UnLeadership Lessons - Don't Take Anyone for Granted

June 23, 2015

5 Minute Read

People often ask me why I talk to so many people. I typically respond with, “Why not?” When that’s not enough, I go on to explain that people make the world go round and that every conversation can help me appreciate the world we live in. It is what helped me discover the benefits of ‘unleadership’.

When I was a kid, I was very shy. To help me get over being shy, I would say hello to almost anyone I came in contact with. My 14-year-old buddies would ridicule me relentlessly for it (thanks Andy, Mike, and Marshall), but it never stopped me—it only gave me thicker skin. Heck, when I do it now, my wonderful 12-year-old son will say, “Dad, stop talking to them—you don’t even know them!”

What does this have to do with leadership? How are these people influencing your business intelligence?

As a leader—and all of us are leaders in some way—you have the opportunity to listen and learn every day. Michael Hyatt and many others share quotes along the lines of, “You can’t listen with your mouth open.” Talking to so many people exposes me to different perspectives, stories, lives, and most of all people.


The Importance of Listening

Some conversations you want to have, and some you don’t. But why not make the most of all of them by listening a little more? Think about the random people that cross your path: the checkout clerks, dry cleaners, random dude at the bus stop, a homeless man in Nashville, or a guy at a bar in San Francisco. Is there value in having conversations with any of these people?

My challenge to you as a leader, whether it’s the homeless guy in Nashville (more on him soon), a client, a peer, or a subordinate, is to treat every conversation as a learning opportunity. When you open your mind to learning through listening, the world opens up right in front of you. That is the true key to unleadership.

Seriously, what can a homeless guy in Nashville teach us about leadership? First, I’ll give some background and then I’ll share what he taught me and what this means for your everyday interactions.

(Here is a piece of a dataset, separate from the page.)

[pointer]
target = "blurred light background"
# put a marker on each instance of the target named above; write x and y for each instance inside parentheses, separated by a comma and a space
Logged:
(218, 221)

I met Steve at 1:30am in Nashville at Broadway and 2nd. My buddy Glenn and I had just finished having a few drinks and generally goofing off. We were crossing the street looking for a bite to eat and Steve approached us, asking for money. I told him that I don’t give money to the homeless, but I’d be happy to buy him a sandwich if he could direct us toward some late night grub.

This is where Steve shocked us both by saying, “I hate being homeless and I hate begging, but I can’t find a job since I got Crohn’s disease.” Thinking this was just a ruse to get into my wallet, I pried “What kind of work did you do?”

Steve replied that he was a pipe fitter and that he worked on projects all over Nashville. Then a couple of years ago, he was diagnosed with Crohn’s and it was bad enough that he lost 40 pounds and couldn’t work. As a result, he lost everything.

This next part isn’t related to leadership, but it’s about what you can learn when you listen. When he said he’d lost 40 pounds, we somehow got to talking about bodybuilding. This guy lost 40 pounds of muscle! How do I know this? Well, he dazzled me with his knowledge of Mr. Olympia, not just Arnold Schwarzenegger and Lee Haney, but he knew that Lou Ferrigno came in 3rd in 1975 and that Serge Nubret came in 2nd place. He dropped the name Ronnie Coleman and a few others. Long story short, I decided to quiz him just before handing him the burger: “What’s the name of the guy from the 80’s with the giant legs?” Without hesitation, he spits out Tom Platz.

Steve the homeless guy had just become Steve the bodybuilder! While this is an extreme example, I took the time to listen to Steve and I learned so much.

Listening and UnLeadership

Steve truly enriched my life. He and I connected because I was open to Steve the Person and didn’t view him as Steve the Homeless. Think about this as a leader. Open your mind to the ideas of those around you. You’re asked every day to make decisions and you’re probably pretty good at it. But think about the power of creating decision-makers and leaders versus indecisive followers. This is where the power of unleadership begins.

Think for a moment about ownership of a task or project. When someone wants you to do something are you more likely to be excited and engaged when a) you’re told what to do or b) when you have a hand in defining the task?

The answer is b, and it’s supported by reams and reams of research.

As you lead, listen. As you listen, learn. As you learn, support. As you support, direct. When you’re done with all of that, you’ll have engaged your team in the goal that they’ve helped define and it will help everyone grow.

While the story of Steve is a long-winded way to ask leaders to “shut up and listen,” I think he’s a wonderful example of what’s possible when we open our minds to the world around us and practice unleadership.

I left Steve with some ideas for ending his homelessness in the same way he had built his body. He left with a smile and told me that he was done defeating himself. I have no way of knowing where Steve will go, but he’s a good man and I wish him the best. I still didn’t give him any money, but he sure dug the burger.

Steve Krull - CEO/Co-Founder

Steve Krull

As CEO/Co-Founder of BFO, Steve excels in ‘unleadership.’ (his word) Steve believes in collaboration and leading by example; remaining vulnerable and open to new ideas, accepting feedback…and doing good things.